The current study also found that perceived benefits were a significant variable contributing to COVID-19 vaccination compliance. Other studies are in agreement with the current result. In 2024, Youssef et al. [35] surveyed COVID-19 vaccine compliance among HCWs in Lebanon. The findings showed that willingness to be vaccinated was associated with factors such as susceptibility, perceived benefits, and recent influenza vaccination, with 65.8% expressing the intention to be vaccinated for COVID-19. Wiysonge et al. found that perceived benefits were a predictive factor in COVID-19 vaccine compliance among HCWs [28].

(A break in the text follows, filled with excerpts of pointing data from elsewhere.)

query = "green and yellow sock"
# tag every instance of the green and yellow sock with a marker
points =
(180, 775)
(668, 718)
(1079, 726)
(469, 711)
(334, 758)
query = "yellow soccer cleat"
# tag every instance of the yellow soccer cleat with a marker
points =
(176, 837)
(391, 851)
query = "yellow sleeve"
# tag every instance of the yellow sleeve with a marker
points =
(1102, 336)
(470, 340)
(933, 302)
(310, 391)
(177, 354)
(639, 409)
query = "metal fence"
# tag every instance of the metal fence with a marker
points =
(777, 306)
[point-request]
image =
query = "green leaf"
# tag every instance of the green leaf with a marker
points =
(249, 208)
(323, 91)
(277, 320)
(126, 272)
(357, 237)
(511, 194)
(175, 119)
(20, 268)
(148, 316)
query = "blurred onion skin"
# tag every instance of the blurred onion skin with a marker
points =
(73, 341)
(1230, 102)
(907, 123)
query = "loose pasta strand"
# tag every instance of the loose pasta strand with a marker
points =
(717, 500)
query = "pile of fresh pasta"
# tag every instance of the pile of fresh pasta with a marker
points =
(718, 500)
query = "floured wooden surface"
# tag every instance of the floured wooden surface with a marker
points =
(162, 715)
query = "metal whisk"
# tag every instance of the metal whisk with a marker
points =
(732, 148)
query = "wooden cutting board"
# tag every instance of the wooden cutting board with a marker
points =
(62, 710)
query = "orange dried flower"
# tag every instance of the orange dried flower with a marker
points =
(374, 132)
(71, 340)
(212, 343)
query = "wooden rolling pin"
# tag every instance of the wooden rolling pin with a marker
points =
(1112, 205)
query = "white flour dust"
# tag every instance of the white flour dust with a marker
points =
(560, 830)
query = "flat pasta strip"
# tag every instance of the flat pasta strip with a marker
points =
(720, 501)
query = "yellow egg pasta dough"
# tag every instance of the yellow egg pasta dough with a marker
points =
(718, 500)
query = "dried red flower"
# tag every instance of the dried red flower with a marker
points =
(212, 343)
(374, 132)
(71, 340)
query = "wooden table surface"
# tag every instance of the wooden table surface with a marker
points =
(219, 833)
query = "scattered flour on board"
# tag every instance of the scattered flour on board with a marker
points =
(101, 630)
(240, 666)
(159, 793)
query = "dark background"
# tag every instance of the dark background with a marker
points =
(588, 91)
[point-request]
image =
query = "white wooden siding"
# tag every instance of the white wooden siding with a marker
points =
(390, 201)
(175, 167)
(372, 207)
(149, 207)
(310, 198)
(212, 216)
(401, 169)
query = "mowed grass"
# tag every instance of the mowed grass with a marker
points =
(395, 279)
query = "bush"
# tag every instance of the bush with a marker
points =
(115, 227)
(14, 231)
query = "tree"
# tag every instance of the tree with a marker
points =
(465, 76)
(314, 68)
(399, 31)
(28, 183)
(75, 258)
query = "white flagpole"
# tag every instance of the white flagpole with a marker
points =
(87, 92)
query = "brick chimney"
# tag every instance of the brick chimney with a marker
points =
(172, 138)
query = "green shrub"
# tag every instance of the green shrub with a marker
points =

Getachew et al. [36] used the HBM model to assess factors associated with COVID-19 vaccine compliance among HCWs in Ethiopia. Perceived disease susceptibility and severity as well as age were significantly related to willingness to receive the COVID-19 vaccine. Their results are in line with the present study (Table 3).
Mbele et al. [37] analyzed COVID-19 vaccination receipt among HCWs in Ghana and found that a positive attitude was a predictive factor. The present study calculated models indicating that compliance with influenza vaccination may be explained by individuals’ decisions regarding COVID-19, which are influenced by high perceived susceptibility and severity of COVID-19 along with low perceived barriers to COVID-19 vaccination. Supportive attitudes toward COVID-19 vaccination also played a role in determining influenza vaccination compliance.
Several studies investigated the associations between the administration of influenza and COVID-19 vaccinations in the same season. Sani et al. [4] explored the attitudes of HCWs in Italy regarding influenza vaccination during the COVID-19 pandemic. The results of this study’s online questionnaire (July to October 2020) showed that the COVID-19 era significantly augmented HCWs’ attitudes toward influenza vaccination.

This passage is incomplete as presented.